In [1]:
import os
import torch
from pathlib import Path

os.environ['PYTORCH_ENABLE_MPS_FALLBACK'] = '1'
torch.serialization.add_safe_globals(['TTS.tts.models.xtts.XttsAudioConfig'])

BASE_DIR = r"C:\Users\ASUS\Desktop\Andes\Maestria\ANTI-SPOOF\Latin_America_Spanish_anti_spoofing_dataset\FinalDataset_16khz\Real"
OUTPUT_DIR = "data/coqui"

COUNTRIES = ["Argentina", "Chile", "Colombia", "Peru", "Venezuela"]

print(f"GPU Available: {torch.cuda.is_available()}")
if torch.cuda.is_available():
    print(f"GPU Name: {torch.cuda.get_device_name(0)}")
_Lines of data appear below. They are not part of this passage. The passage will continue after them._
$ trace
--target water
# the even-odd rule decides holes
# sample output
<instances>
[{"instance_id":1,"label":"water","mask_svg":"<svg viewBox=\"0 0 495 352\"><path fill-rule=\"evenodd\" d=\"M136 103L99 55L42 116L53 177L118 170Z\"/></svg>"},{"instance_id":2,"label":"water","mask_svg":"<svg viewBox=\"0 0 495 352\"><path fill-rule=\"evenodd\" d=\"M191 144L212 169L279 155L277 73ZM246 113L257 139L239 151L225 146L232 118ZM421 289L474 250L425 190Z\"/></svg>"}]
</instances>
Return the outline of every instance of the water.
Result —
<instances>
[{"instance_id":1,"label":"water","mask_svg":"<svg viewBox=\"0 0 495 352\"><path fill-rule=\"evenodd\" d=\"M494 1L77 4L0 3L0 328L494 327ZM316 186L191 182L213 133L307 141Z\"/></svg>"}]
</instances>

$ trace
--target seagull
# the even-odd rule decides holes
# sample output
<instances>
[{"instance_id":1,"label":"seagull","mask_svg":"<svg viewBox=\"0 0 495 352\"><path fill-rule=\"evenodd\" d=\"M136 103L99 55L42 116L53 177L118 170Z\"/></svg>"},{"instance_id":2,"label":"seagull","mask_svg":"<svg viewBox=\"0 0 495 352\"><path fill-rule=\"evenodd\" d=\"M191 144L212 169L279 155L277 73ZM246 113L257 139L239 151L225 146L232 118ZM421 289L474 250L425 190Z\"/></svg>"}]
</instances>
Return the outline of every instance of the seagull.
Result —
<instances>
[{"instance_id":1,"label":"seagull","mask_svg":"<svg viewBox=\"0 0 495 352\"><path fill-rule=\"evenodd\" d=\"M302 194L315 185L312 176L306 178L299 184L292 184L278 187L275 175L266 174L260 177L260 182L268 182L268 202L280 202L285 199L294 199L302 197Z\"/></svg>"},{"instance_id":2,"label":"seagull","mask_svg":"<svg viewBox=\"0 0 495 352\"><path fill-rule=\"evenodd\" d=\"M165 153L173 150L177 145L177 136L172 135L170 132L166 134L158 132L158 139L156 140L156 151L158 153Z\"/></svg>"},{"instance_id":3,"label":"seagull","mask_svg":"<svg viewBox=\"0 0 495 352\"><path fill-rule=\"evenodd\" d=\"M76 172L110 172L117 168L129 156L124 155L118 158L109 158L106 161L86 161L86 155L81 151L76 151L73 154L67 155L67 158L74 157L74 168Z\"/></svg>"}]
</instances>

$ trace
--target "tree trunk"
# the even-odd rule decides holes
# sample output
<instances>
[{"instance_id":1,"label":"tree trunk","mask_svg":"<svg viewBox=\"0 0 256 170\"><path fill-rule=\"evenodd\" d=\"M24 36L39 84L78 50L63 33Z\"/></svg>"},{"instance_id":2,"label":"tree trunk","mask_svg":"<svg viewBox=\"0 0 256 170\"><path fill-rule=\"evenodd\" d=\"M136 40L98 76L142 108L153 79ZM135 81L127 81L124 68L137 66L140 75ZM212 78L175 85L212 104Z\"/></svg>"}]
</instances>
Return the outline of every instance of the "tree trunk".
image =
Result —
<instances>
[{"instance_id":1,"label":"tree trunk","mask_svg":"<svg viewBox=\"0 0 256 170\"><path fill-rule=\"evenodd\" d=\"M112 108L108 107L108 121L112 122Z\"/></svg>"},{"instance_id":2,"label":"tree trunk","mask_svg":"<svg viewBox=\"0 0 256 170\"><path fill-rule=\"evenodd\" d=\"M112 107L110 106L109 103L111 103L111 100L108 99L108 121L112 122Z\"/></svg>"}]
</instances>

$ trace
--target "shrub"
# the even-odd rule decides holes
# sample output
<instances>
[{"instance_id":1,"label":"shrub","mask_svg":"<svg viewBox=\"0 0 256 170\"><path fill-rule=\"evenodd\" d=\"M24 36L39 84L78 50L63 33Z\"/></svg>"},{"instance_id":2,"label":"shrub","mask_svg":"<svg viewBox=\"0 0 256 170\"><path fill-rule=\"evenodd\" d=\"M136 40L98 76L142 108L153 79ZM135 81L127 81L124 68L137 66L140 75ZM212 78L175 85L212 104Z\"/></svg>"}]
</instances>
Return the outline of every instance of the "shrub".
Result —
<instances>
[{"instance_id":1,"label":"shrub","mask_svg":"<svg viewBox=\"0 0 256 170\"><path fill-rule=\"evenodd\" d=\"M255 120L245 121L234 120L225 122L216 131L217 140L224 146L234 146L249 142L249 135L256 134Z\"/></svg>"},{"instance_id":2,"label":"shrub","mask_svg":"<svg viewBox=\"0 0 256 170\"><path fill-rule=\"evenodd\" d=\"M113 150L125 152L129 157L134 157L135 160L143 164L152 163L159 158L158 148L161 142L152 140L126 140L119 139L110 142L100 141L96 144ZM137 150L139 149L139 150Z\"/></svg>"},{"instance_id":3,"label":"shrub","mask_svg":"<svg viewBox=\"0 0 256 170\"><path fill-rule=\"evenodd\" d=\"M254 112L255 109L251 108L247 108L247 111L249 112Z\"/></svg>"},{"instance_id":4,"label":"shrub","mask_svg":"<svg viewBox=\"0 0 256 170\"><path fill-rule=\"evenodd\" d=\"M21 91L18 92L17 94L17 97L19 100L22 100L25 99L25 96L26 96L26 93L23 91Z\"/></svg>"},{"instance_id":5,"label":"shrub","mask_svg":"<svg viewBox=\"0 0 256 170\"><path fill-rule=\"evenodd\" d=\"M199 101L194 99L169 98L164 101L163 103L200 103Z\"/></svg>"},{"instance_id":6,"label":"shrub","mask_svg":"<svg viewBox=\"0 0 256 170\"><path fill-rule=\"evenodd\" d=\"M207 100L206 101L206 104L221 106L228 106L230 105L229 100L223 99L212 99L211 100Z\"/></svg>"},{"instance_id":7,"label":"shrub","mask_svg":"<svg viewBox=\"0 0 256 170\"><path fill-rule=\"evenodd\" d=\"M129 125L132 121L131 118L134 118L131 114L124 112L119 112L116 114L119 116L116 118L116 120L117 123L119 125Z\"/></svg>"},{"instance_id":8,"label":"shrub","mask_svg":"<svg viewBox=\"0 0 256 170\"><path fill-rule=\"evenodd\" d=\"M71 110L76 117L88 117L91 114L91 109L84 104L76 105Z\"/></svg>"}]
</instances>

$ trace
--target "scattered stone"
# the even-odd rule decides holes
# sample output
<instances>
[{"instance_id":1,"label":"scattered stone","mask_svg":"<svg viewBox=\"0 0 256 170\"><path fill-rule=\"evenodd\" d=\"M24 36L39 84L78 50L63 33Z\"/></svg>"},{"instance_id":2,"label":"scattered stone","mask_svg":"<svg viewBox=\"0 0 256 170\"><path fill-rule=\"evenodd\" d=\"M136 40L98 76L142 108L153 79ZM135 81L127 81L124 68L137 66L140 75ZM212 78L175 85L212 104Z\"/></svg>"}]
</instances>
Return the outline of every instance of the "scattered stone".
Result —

def get_first_audio_from_country(country_path):
    try:
        for root, dirs, files in os.walk(country_path):
            wav_files = [f for f in files if f.endswith('.wav')]
            if wav_files:
                return os.path.join(root, wav_files[0])
        
        print(f"No wav files found in {country_path}")
        return None
    except Exception as e:
        print(f"Error searching in {country_path}: {str(e)}")
        return None


def clone_with_coqui(audio_path, output_path):
    try:
        from TTS.api import TTS
        import whisper
        
        print(f"Loading Coqui TTS model...")
        tts = TTS("tts_models/multilingual/multi-dataset/xtts_v2").to("cuda" if torch.cuda.is_available() else "cpu")
        
        audio_path = os.path.normpath(audio_path)
        output_path = os.path.normpath(output_path)
        
        print(f"Transcribing audio: {audio_path}")
        model = whisper.load_model("base")
        result = model.transcribe(audio_path, language="es")
        text = result["text"].strip()
        print(f"Text: {text}")
        
        print(f"Cloning voice...")
        os.makedirs(os.path.dirname(output_path), exist_ok=True)
        
        tts.tts_to_file(
            text=text,
            speaker_wav=audio_path,
            language="es",
            file_path=output_path
        )
        
        print(f"Saved: {output_path}")
        return True
        
    except Exception as e:
        print(f"Error: {str(e)}")
        import traceback
        print(traceback.format_exc())
        return False


def main():
    print("=" * 70)
    print("COQUI XTTS-V2 VOICE CLONING TEST")
    print("=" * 70)
    
    results = []
    
    for country in COUNTRIES:
        print(f"\nProcessing country: {country}")
        print("-" * 70)
        
        country_path = os.path.join(BASE_DIR, country)
        
        if not os.path.exists(country_path):
            print(f"Country folder not found: {country_path}")
            results.append((country, "Not found", None))
            continue
        
        audio_path = get_first_audio_from_country(country_path)
        
        if audio_path is None:
            results.append((country, "No audio", None))
            continue
        
        filename = os.path.basename(audio_path)
        output_path = os.path.join(OUTPUT_DIR, country.lower(), f"clone_{filename}")
        
        success = clone_with_coqui(audio_path, output_path)
        
        if success:
            results.append((country, "Success", output_path))
        else:
            results.append((country, "Failed", None))
    
    print("\n" + "=" * 70)
    print("RESULTS SUMMARY")
    print("=" * 70)
    
    for country, status, path in results:
        print(f"{country:15} | {status:15} | {path if path else 'N/A'}")
    
    successful = sum(1 for _, status, _ in results if status == "Success")
    print(f"\nTotal successful: {successful}/{len(results)}")
    print(f"Output directory: {OUTPUT_DIR}/")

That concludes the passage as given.